The 1,600-hp Bugatti Mistral Roadster

The 1,600-hp Bugatti Mistral Roadster is the company's last W-16-powered road vehicle.

This is the new Mistral from Bugatti. It is one of the most expensive convertibles ever produced, and it may be the fastest convertible ever produced. It is also the final performance for Bugatti's legendary W16 engine. The new Mistral is Bugatti's most exciting model in years. Why? It is the first convertible made by the hypercar company in ten years, and it has the most powerful version of the company's famous W16 engine. It will also be the last Bugatti road car to be powered by this iconic engine, as all future Bugatti road cars will be hybrids...



The Mistral is a compilation of Bugatti's greatest hits from the last ten years. The front bumper and side profile come from the Divo, but the Bolide is the only one with huge X-shaped taillights. Bugatti could have created the Mistral by removing the roof from a Chiron's carbon-fiber monocoque. Carbon fiber is so strong that you don't need to add a lot of bracing, unlike when constructing a convertible from steel or aluminum. But it would have been too simple... Instead, Bugatti redesigned whole parts of the car's carbon-fiber monocoque to make sure the Mistral's shape was "just right." Similar to the Chiron Super Sport 300+, the Mistral's 8.0-liter, quad-turbo W16 engine produces 1,600hp and 1,600Nm of torque.

All of this is transmitted to all four wheels via the identical 7-speed dual-clutch automatic transmission and four-wheel-drive system as that automobile.
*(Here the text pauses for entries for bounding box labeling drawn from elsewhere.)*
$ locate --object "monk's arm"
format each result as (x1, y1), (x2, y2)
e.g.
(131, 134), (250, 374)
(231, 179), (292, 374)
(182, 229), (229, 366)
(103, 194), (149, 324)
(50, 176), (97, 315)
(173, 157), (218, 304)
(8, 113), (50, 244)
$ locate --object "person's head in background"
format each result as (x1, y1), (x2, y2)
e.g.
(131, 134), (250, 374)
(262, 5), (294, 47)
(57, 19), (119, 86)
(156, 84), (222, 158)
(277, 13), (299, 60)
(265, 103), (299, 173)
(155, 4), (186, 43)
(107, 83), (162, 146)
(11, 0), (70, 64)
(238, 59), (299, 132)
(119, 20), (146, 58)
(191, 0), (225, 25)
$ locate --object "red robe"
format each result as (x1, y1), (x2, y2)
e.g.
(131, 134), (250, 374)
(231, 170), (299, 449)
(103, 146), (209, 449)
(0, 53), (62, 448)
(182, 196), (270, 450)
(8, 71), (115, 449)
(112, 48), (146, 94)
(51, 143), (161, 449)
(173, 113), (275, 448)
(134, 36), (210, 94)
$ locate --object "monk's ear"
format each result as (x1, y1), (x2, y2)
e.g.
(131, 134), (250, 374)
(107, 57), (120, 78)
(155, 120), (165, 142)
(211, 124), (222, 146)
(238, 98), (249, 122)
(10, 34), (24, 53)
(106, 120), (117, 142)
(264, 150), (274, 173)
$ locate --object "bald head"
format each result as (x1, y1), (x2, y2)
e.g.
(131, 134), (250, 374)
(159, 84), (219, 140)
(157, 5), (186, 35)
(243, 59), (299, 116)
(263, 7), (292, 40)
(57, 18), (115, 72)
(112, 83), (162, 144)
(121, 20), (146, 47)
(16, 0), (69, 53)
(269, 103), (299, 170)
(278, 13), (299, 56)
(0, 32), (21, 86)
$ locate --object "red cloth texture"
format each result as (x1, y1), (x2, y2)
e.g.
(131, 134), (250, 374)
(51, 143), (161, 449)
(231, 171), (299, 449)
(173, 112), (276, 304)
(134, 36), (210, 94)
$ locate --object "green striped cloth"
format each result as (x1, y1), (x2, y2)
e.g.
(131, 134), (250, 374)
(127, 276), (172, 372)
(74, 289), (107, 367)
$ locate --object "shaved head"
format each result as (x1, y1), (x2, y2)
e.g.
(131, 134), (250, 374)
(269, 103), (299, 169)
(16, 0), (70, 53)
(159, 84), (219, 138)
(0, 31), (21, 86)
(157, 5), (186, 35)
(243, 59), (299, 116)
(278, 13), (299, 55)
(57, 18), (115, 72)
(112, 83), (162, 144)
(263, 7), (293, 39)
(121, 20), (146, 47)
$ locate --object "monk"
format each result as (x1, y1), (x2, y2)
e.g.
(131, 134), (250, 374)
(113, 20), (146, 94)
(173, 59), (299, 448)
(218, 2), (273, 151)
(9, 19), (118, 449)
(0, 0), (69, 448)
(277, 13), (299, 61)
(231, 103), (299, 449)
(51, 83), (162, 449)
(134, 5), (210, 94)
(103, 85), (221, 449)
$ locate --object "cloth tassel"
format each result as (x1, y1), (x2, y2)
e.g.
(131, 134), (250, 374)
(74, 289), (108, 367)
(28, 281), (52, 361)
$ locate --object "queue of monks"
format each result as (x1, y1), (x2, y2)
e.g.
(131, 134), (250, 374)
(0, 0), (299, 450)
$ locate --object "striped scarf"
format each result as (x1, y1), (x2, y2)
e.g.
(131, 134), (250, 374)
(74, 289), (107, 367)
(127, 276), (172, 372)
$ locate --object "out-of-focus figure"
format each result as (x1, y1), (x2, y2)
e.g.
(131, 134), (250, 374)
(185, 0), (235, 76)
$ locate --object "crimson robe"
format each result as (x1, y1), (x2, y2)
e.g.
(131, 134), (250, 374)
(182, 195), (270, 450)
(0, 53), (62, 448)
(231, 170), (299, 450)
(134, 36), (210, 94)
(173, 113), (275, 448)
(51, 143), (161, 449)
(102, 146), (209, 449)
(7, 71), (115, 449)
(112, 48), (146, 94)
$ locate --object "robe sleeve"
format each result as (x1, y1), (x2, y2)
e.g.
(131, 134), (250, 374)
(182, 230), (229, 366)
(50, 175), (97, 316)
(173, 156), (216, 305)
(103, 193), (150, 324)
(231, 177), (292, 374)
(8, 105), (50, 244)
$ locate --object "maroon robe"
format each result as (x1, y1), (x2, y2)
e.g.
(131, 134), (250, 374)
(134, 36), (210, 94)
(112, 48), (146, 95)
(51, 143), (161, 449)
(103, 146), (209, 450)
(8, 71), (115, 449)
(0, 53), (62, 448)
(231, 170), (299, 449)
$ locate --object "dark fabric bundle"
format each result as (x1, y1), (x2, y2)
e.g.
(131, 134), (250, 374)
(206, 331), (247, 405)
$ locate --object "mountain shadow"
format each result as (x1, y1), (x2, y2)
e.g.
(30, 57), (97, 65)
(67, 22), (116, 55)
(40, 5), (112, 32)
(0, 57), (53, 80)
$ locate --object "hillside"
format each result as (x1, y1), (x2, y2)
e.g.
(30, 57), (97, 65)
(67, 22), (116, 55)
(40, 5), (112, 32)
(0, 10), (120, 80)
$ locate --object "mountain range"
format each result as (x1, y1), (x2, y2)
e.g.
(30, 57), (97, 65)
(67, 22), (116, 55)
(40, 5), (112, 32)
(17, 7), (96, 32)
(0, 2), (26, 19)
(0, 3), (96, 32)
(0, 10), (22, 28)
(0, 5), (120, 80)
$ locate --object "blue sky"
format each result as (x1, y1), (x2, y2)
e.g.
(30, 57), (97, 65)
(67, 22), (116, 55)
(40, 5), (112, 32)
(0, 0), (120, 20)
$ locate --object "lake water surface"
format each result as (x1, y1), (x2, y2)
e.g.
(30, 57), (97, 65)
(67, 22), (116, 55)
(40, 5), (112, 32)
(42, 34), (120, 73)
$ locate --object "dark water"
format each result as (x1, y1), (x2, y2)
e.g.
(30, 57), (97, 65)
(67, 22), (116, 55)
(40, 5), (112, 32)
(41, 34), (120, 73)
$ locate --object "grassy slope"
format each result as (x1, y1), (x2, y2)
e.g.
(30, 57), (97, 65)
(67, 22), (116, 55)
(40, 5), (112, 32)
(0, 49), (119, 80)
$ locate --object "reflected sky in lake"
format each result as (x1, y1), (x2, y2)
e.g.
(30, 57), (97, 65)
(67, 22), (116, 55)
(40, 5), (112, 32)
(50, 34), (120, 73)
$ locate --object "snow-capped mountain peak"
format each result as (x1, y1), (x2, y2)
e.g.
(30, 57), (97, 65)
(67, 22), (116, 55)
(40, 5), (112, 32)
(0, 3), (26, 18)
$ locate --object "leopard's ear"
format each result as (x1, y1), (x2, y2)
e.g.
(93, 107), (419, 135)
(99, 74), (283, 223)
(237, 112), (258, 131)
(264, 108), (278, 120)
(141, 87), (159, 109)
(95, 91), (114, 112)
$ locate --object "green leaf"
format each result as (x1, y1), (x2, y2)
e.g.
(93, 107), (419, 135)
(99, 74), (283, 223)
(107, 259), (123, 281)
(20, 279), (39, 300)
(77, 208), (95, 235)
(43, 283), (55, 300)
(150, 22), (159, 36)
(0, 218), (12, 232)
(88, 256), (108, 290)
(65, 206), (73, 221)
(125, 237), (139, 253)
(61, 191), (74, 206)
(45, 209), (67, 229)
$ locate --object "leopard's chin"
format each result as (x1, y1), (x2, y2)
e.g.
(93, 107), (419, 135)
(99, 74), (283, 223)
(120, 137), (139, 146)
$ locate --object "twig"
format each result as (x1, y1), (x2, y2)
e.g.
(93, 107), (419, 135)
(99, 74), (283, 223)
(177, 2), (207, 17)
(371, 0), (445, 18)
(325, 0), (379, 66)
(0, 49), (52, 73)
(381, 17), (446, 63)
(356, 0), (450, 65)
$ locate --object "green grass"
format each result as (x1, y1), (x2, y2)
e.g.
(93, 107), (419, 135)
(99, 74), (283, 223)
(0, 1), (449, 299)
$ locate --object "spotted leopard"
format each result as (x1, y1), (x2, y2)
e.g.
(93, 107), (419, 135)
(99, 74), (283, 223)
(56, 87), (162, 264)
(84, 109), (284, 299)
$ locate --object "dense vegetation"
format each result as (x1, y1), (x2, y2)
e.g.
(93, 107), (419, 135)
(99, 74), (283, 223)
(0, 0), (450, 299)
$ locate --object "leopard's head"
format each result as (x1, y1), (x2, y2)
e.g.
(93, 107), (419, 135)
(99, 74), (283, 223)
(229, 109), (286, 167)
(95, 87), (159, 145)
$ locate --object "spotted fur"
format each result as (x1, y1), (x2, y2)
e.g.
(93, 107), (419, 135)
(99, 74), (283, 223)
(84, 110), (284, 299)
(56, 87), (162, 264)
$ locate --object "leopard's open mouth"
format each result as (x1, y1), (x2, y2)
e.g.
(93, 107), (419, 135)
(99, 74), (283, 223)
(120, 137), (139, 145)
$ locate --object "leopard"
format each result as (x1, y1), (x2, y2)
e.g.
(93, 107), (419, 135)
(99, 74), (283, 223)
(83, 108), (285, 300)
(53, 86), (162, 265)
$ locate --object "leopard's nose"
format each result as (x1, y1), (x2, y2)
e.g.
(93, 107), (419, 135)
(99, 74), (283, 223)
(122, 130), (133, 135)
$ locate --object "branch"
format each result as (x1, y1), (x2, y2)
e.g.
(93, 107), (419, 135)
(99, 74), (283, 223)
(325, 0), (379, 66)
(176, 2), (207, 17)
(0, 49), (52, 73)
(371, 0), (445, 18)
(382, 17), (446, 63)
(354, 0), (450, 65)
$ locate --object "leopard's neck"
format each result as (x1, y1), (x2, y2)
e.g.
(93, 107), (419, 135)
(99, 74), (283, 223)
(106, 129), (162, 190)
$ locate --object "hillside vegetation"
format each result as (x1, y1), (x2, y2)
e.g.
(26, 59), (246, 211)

What about performance, then? Bugatti has been similarly secretive about this matter. But the company says the Mistral will be the fastest roadster they've ever made. The Mistral press release contains a cryptic statement that the interior was designed so that "all information is easily visible at speeds up to 420 km/h." If you don't feel like doing the math, that's 261 miles per hour. Unfortunately, the Hennessey Venom F5 Roadster, which came out a day before the Mistral, is said to be able to go faster than 300 mph.

However, let's put speed aside for a moment and discuss exclusivity. Isn't that Bugatti's true selling point? Well, Bugatti will only produce 99 Mistrals, but that's not unusual for a Bugatti; it only produced 60 Pur Sports, 40 Divos, 30 Super Sport 300+, 10 Centodiecis, and one Voiture Noire. Hennessey, on the other hand, will only make 30 Venom F5 Roadsters, which makes this car three times as rare as the Mistral. Despite all this, the Mistral offers one thing that is unavailable elsewhere: That is the last W16 engine without a hybrid system to be put in a road vehicle.

And you can't measure that, can you? Jokingly, of course you can. The price of the new Bugatti Mistral is £4.2 million before taxes. As is the case with all Bugatti special editions, the entire production run has sold out.